Conference Presentations & Posters:
Clarke, C., B. Spakes Richter, B. Rathinasabapathi. 2021. Genetic characteristics and provenance of tea (Camellia sinensis) plants collected in the United States. Poster. ASHS Annual Meeting, Denver, CO. HortScience 56:S181.
Tea Quality
Caffeine and phenolics are compounds in tea that are associated with tea quality. Research suggests that polyphenolic compounds in green tea are also excellent antioxidants and hence are health promoting. We are using phytochemical methods to measure the levels of health promoting polyphenolic compounds and caffeine in tea grown in Florida. We aim to identify varieties and growing conditions that best maximize the compounds of interest in tea leaves which are suitable for producing excellent quality tea. This project has been partially supported by the above FDACS Specialty Crop block grant.
Conference Presentations & Posters:
Clarke, C., R. Lam, B. Spakes-Richter, B. Rathinasabapathi. 2023. Freezing as a novel method for black tea (Camellia sinensis) processing. Poster. American Society for Horticultural Science. Jul 31-Aug 4, Orlando, FL.

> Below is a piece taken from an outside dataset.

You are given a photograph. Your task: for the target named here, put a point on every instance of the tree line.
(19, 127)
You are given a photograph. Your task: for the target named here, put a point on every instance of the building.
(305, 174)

Clarke, C., B. Spakes-Richter, B. Rathinasabapathi. 2021. Total phenolics as an indicator of quality in Florida-grown tea. FSHS Annual Conference, Daytona Beach, FL. Proc. Fla. State Hort. Soc. 134. DOI: 10.5555/20220229146
Tea Endophytes
Endophytes are microorganisms that live inside plant tissues without causing any obvious symptoms. Some may be helpful to the plant, by producing compounds that deter pests or pathogens, while others are just using the plant for shelter, and scavenging sugars in between the plant cells. We are examining fungal endophytes of tea in an effort to (1) identify the fungi that could be considered “normal residents” of tea in Florida, (2) determine whether any of these fungi may inhibit or out-compete foliar pathogens, like the ones that cause anthracnose disease, and (3) explore the role of tea plants as an asymptomatic carrier of fungi that may cause disease on other plants.
Tea Propagation
Tea can be quite challenging to produce. Seeds are only viable for a short time, and cuttings have variable success rates, depending on variety. Undergraduate researchers in our program are working on basic questions about vegetative propagation of US tea varieties, documenting success rates for cuttings among the available stocks, and fine-tuning procedures for tissue culture propagation.
Conference Presentations & Posters:
Yue, Y., T. Campbell, B. Spakes Richter, and B. Rathinasabapathi. 2017. In Vitro methods to propagate tea (Camellia sinensis) accessions. FSHS Annual Conference, Tampa, FL. Proc. Fla. State Hort. Soc. 130:226-228.